2. Researchers may not sufficiently blind themselves during the experiment, causing them to have undue influence on the outcome, even if they're not consciously trying to exert it.
3. Some unknown confounding effect may be at play during the experiment that wasn't properly accounted and controlled for.
Those are just three I could think of. When dealing with behavioral sciences, I can't imagine how difficult it must be to design a test protocol that eliminates all the messiness of the meatbags being studied.
I helped run a clinical trial for an antidepressant one time. It was a double-blind randomised within-subjects-replicated crossover design. All that control was complicated, time consuming and very expensive. Only the hospital pharmacy knew whether participants were in treatment or placebo for a given session, and we never met the pharmacist, just received an orange vial. But we're pretty sure information still leaked, because drugs have side-effects. There's nothing to be done about this. Use an active placebo, you might say, but now you've added "get ethics approval to administer a nauseating placebo" to your 9-month-long ethics todo list. And then your placebo is worse than your active and the whole study is screwed because everyone spewed up in the MRI. Meatbags are tricky indeed.

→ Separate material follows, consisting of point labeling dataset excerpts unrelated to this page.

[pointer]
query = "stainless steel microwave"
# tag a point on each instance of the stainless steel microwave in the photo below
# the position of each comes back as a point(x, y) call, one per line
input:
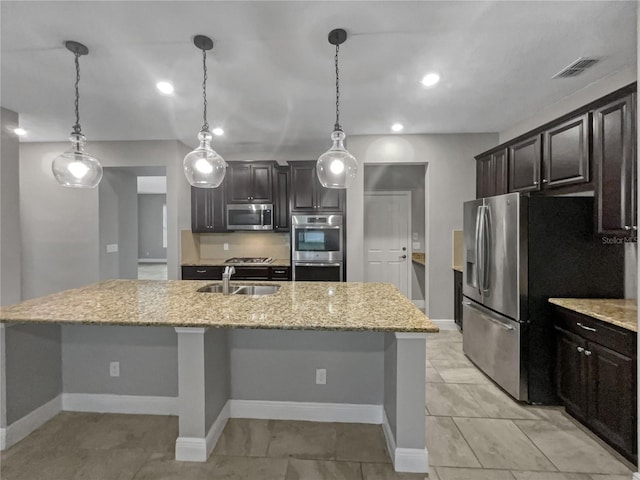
point(252, 216)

I don't mean to sound rash, but have you ever been trained in an experimental science?
If I had a dime for every time a physics undergraduate makes a subtle and unintentional flaw during an experiment that, were it not a mistake, would overturn a century of science that we know Just Works.
Just treat everything you read in social science with a grain of salt. The studies will never be able to alleviate problems of reproducible with the sample sizes we have.
Both valid points, but this failure-to-replicate does erode some confidence in the general notion of embodied cognition (and I believe deservedly so because these phenomena have always seemed rather incredible). Much of Kahneman's other work has a more solid empirical foundation.
The rise of social 'science' is equal to the demise of intellectual rigour and common sense. The sad part is that social science could be done right, but few do it right because most people who don't suck at statistics go for fields that are more worthwile.